A printing company in Jakarta was losing jobs it should have won. Not on quality, not on price, on speed. A customer would send specs for 5,000 brochures or 200 custom boxes, and the sales team would need a day, sometimes two, to come back with a number. By then the customer had already booked with whoever answered first. This quote automation case study looks at how we fixed that, and why speed turned out to be the actual product.
The owner's instinct was to hire more sales staff to handle the volume of quote requests. That would have made the problem worse, not better, because the bottleneck wasn't headcount. It was a process that required a human to manually price paper stock, finishing options, quantity breaks, and rush fees for every single inquiry, then type it into a proposal by hand.
We rebuilt the path from inquiry to order as three connected pieces: structured intake, a pricing engine, and AI-drafted proposals. Turnaround went from two days to about twenty minutes.
Why Quote Speed Decides Printing Jobs
Printing is a commodity business in the eyes of most buyers. A brochure job, a box order, a banner run, these look similar across five vendors in a city. When the product is interchangeable, the buyer's decision compresses down to whoever responds first with a credible number. We measured this directly: of the deals this business won in the prior quarter, 71% went to whichever quote landed first, even when a competitor eventually came in cheaper.
That single data point reframed the project. This wasn't a workflow efficiency exercise, it was a sales weapon. Every hour shaved off quote turnaround was directly convertible into won revenue.
The Old Process, and Where It Broke
Before automation, a quote request arrived by WhatsApp, email, or a walk-in conversation, in whatever format the customer felt like using. A staff member then had to:
- Decode the request into a spec (material, size, quantity, finishing, deadline).
- Look up or recall pricing for that combination, often cross-checking a spreadsheet with outdated cost assumptions.
- Draft a proposal document manually, copying boilerplate terms each time.
- Send it back, then wait for revisions, since specs almost always changed once the customer saw a price.

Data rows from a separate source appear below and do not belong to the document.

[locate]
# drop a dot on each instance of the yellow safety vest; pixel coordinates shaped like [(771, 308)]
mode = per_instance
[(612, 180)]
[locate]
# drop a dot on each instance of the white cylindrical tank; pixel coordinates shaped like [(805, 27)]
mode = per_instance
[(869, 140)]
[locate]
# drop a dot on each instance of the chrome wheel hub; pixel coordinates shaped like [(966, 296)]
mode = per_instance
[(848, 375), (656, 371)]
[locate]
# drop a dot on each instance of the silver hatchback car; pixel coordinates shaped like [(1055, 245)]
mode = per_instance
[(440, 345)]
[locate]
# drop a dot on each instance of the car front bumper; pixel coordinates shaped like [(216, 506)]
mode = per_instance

Each revision cycle added another half-day. A single order could take four or five back-and-forth messages before it converted, or didn't.
What We Built
Structured intake. We replaced free-form requests with a short web form and a WhatsApp-linked chatbot that asks for material, size, quantity, finishing, and deadline in a fixed sequence. This sounds like a small change, but it eliminated the guesswork step entirely. No more re-reading a customer's message three times to figure out what they actually meant by "the usual box, but bigger."
A pricing engine. We encoded the company's real cost structure, paper stock cost per sheet, machine setup cost, finishing cost per unit, and quantity break discounts, into a rules-based pricing engine. This wasn't a machine learning model; it didn't need to be. It was a deterministic calculator built from the same logic the senior estimator already had in his head, just consistent and instant instead of memory-dependent and slow.
AI-drafted proposals. Once intake and pricing produced a number, an AI drafting step generated a clean, branded proposal document, including relevant upsell notes ("customers ordering this quantity often add lamination") pulled from historical order patterns. A human still reviews before sending, but review takes two minutes, not two hours.
Results After 10 Weeks
| Metric | Before | After |
|---|---|---|
| Average quote turnaround | 1.5-2 days | 20 minutes |
| Quote-to-order conversion | 34% | 52% |
| Revisions per quote | 2.8 | 1.1 |
| Staff hours on quoting/week | ~26 | ~6 |
The conversion rate jump mattered more than the time savings alone. Faster quotes meant the business was simply present for more decisions, instead of arriving after the customer had already committed elsewhere.
What Almost Went Wrong
The pricing engine's first version was too rigid. It couldn't handle edge cases, a customer wanting a non-standard paper weight, or a rush order outside normal lead time, and it silently produced wrong numbers instead of flagging them for human review. We added an exception path: anything outside the engine's confident range routes to a human with the partial calculation already done, so the estimator finishes in minutes rather than starting from scratch. That single fix removed almost all of the pricing errors that showed up in week one.
The other near-miss was proposal tone. Early AI-drafted proposals read stiffly, more like a computer-generated invoice than a message from a business that wanted the job. We fixed this by feeding the drafting step real examples of the company's best-performing past proposals, so the tone matched what already worked.
The Broader Lesson for Service Businesses
Any business selling customized products or services against faster competitors is running the same risk this printing company was: losing on responsiveness, not on merit. The fix isn't more staff or more hours, it's removing the manual translation step between "customer describes what they want" and "customer receives a firm number." If you're evaluating a similar automation project, this connects closely to a technology strategy, not just a point fix, since the pricing logic you encode here often becomes the backbone for inventory and production planning too.
Practical Takeaway
If your sales cycle depends on quotes, audit how long yours actually take, not how long you think they take, and check win rates against response speed. If speed correlates with wins the way it did here, the highest-leverage investment isn't a new hire, it's turning your pricing logic into software. Start with the 20% of quote types that make up 80% of requests. You don't need a perfect system on day one, you need one that's faster than whoever the customer contacts next.